Having visited Stanford on several occasions before relocating, the De Kocks also saw huge potential for the village as an up-and-coming tourism destination.

“Not only is there peace and quiet, but Stanford has a certain magic that nearby towns like Hermanus don’t – especially not anymore,” says Anton. 

He and Tarryn have found the people of Stanford to be very friendly and helpful, making it an easy place to integrate themselves as a family. 

“Coming from a big city, it’s a really novel experience being greeted by everyone while walking down the street. In the nearly two years since we arrived, we’ve created strong connections within the community. Eating at all the village’s restaurants – many times over – has especially helped these connections and to create reciprocal business for us at Blue Gum. 

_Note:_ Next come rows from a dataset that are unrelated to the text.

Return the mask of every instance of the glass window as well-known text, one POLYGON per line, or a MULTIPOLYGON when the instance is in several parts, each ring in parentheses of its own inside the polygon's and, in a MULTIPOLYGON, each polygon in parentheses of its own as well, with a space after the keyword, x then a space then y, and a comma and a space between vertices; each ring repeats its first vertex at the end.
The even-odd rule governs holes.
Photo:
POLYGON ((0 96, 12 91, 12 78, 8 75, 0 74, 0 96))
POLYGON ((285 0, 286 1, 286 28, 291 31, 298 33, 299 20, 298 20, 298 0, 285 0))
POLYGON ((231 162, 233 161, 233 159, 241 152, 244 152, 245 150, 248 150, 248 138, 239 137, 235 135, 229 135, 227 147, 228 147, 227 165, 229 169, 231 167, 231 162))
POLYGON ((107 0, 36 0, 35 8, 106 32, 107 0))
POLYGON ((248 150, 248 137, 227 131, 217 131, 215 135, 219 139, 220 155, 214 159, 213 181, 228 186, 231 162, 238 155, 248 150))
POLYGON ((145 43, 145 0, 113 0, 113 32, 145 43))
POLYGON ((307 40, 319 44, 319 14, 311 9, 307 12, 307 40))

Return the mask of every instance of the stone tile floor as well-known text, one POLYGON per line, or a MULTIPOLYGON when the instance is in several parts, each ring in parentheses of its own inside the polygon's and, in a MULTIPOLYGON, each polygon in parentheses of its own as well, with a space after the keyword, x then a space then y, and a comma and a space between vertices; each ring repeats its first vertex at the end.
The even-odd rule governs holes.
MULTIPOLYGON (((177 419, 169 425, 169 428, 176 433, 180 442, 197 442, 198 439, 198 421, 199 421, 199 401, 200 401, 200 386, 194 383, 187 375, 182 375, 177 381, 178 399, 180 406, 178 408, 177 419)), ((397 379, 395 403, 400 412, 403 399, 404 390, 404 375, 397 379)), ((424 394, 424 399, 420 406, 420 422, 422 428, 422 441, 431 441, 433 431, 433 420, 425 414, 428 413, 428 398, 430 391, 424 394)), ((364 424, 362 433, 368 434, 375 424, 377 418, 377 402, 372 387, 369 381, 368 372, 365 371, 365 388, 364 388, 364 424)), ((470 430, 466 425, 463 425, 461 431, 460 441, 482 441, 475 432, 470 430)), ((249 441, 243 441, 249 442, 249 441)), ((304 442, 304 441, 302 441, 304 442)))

Also, if a restaurant or guesthouse owner is full or closed, they are always sure to recommend somewhere that may be able to accommodate the guests. 

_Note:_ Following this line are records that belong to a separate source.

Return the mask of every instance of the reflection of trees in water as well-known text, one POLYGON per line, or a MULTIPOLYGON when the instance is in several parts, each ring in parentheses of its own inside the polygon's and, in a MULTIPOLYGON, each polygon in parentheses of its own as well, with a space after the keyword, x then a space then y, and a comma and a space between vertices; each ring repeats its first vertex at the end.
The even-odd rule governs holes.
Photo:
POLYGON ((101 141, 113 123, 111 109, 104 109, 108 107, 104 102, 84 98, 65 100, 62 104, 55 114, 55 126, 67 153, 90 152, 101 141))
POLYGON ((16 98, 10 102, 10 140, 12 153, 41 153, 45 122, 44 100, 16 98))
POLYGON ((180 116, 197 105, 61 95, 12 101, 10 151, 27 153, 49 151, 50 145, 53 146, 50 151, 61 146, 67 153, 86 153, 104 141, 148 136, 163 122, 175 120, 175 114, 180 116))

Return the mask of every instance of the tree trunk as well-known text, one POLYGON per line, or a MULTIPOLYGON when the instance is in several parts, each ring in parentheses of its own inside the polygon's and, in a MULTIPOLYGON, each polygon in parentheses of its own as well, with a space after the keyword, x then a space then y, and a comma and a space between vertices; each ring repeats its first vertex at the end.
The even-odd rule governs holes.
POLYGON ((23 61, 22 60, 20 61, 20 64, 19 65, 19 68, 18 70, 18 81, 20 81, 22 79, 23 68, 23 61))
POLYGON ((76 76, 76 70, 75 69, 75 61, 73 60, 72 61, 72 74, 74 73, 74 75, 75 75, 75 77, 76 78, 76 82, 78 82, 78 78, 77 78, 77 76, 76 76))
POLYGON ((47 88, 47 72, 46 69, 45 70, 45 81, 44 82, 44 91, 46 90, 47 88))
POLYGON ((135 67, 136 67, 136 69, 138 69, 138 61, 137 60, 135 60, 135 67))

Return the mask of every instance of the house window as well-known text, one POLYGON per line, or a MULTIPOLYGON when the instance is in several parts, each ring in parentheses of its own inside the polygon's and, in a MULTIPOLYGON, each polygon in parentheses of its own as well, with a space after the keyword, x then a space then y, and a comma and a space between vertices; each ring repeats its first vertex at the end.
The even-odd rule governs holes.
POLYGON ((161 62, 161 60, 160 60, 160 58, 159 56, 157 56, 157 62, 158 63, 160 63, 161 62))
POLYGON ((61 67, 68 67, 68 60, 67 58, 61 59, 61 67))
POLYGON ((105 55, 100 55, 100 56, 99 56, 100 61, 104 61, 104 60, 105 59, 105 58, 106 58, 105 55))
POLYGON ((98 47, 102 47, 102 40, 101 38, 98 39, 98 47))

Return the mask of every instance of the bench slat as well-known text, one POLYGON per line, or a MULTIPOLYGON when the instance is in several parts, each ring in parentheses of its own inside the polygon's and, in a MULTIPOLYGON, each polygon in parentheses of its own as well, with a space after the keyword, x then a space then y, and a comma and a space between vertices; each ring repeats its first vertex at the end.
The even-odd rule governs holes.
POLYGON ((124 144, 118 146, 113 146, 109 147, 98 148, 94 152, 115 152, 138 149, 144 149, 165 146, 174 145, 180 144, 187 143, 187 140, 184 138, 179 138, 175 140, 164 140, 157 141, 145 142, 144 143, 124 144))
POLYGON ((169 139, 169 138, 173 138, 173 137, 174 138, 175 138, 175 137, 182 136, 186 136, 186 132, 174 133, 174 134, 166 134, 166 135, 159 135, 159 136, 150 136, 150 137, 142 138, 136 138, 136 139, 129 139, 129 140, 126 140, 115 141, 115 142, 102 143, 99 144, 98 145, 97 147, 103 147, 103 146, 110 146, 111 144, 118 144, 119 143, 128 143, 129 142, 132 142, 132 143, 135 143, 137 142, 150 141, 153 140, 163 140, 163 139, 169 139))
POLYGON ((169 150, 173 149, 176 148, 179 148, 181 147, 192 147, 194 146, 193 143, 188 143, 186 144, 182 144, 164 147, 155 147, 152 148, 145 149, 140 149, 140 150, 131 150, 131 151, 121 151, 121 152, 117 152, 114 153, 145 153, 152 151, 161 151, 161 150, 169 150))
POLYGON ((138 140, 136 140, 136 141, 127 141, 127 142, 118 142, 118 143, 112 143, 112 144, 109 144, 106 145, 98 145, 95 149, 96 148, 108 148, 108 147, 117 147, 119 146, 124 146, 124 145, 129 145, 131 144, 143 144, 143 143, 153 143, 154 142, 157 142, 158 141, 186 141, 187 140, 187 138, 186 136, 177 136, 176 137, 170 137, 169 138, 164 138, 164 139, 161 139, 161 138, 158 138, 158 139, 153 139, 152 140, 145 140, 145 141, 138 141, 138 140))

“So, there isn’t any feeling of competition among entrepreneurs in Stanford; it’s all about creating a great overall experience for visitors to the village,” says Anton.

With spacious rooms of open-plan design and lofty ceilings holding delicate chandeliers, Blue Gum has the refined personality of a bygone era. 

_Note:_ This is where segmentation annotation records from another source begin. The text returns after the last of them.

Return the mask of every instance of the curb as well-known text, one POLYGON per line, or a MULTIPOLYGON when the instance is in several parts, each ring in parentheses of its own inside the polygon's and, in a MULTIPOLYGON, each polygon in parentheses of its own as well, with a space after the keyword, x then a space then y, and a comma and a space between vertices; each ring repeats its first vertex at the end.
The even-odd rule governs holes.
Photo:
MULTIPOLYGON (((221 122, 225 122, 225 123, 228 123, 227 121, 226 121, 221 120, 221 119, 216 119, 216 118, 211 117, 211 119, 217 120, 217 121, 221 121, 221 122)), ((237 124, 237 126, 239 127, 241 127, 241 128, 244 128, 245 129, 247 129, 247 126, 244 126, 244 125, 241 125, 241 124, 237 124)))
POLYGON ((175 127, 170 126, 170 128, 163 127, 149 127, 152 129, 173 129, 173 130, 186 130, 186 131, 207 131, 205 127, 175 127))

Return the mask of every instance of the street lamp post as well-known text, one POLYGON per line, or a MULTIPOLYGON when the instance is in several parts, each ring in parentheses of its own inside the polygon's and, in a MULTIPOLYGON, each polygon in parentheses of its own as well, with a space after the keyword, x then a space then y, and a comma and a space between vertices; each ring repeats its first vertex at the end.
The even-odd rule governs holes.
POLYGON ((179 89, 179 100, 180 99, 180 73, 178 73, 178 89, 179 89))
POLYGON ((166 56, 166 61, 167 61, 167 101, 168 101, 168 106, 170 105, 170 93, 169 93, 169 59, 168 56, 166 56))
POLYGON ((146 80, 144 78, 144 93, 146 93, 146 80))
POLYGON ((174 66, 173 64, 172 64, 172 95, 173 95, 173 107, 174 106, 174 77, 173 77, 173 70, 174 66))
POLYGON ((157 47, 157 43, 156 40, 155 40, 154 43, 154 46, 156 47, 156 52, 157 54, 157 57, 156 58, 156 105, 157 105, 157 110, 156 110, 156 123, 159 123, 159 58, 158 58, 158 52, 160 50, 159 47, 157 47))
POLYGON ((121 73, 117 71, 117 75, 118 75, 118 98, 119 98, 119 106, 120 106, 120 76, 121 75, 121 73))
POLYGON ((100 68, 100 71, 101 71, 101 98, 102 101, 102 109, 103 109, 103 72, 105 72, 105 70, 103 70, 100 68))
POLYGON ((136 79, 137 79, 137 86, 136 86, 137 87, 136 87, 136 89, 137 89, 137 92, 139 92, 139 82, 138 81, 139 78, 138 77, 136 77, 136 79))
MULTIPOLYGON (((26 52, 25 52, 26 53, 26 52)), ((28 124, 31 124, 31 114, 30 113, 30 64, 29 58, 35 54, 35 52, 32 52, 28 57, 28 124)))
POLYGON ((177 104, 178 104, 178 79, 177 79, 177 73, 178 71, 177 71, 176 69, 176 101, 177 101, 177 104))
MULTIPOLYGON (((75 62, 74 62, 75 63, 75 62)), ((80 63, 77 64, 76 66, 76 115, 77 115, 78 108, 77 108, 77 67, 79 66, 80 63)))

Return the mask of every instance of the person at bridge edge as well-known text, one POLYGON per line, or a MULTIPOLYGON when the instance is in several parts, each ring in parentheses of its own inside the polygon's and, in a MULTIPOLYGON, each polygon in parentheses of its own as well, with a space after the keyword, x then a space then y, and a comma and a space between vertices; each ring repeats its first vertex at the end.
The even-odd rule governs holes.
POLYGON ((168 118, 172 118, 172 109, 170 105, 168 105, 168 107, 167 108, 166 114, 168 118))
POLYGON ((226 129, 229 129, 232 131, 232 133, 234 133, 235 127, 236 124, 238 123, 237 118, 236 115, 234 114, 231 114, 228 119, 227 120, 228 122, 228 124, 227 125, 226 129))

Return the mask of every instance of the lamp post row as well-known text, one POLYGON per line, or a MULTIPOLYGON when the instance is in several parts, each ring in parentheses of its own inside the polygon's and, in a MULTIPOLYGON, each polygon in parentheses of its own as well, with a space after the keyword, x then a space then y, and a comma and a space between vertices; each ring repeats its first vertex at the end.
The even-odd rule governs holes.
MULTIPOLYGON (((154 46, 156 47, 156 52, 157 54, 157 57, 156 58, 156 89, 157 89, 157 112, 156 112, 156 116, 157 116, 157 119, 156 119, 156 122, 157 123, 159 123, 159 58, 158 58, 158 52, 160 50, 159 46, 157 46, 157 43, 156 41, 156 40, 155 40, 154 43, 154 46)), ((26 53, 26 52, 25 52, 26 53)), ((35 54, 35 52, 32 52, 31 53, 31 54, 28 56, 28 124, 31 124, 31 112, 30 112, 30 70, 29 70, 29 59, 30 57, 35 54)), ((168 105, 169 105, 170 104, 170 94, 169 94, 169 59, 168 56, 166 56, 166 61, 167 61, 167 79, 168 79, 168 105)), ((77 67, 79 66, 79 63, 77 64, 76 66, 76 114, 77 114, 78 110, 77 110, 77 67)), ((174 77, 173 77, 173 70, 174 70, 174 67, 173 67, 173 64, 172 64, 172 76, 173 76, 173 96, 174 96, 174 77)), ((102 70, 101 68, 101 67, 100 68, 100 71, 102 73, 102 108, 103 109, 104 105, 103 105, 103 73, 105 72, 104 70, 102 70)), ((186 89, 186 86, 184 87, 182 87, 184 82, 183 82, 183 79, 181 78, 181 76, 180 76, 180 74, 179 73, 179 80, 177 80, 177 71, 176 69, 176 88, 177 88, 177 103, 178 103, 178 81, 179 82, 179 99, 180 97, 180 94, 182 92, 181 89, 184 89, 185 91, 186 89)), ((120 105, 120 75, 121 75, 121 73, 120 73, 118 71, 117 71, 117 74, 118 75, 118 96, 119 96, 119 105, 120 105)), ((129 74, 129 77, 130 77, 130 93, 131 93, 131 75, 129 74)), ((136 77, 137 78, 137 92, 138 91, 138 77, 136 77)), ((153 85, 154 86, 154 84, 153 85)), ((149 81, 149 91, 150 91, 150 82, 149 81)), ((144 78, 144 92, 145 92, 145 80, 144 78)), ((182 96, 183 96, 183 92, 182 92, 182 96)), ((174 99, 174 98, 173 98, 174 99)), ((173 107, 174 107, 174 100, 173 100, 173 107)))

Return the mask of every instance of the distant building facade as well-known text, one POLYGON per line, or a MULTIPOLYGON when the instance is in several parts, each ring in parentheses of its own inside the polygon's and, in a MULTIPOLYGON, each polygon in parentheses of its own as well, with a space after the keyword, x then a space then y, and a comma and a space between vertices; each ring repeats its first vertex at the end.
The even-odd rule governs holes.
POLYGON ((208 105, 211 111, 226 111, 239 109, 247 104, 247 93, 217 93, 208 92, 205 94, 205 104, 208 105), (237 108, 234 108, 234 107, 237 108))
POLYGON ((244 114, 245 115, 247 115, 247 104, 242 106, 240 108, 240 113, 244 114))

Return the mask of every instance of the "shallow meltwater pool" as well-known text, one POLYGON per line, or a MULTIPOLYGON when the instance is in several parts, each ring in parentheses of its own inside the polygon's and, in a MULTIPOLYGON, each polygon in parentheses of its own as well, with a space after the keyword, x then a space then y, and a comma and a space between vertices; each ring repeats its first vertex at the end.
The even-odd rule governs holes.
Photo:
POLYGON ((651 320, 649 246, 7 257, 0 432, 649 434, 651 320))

From the antique wooden dressers and wicker furniture that fill the rooms, to the large fireplaces and traditional African art that decorates the walls, there are few places more regal. 

At Blue Gum you can stay either in the Manor House or in the Mountain View Rooms, both with private verandahs offering spectacular views of the mountains or the beautiful vineyards on the estate. 

Blue Gum has two restaurants, both offering delicious country cuisine made from fresh, locally sourced ingredients but with quite different dining experiences. Blue Gum Restaurant provides a romantic, candlelit, white linen and silver-service setting, while Barke has recently been introduced as a separate family-friendly venue where light lunches can be enjoyed.

Blue Gum is not merely a place for much-needed winter hibernation, it’s also a great place to take in the sights and sounds of the Overberg countryside. Leisurely pursuits such as a morning amble among the Blue Gum trees, an afternoon swim, or a game of boules on the sprawling lawns will have you feeling like an aristocrat of old.

It is with some sadness but also with great gratitude that I bid farewell to my friends in Stanford and head home to Cape Town. Having met some inspirational people and had a wealth of new experiences, I make my promise, one that no doubt countless townies who came here before me have made in vain: I pledge allegiance to the village life, solemnly swearing to pack up and head for the country the moment I’m greeted by the arduous hubbub of the city.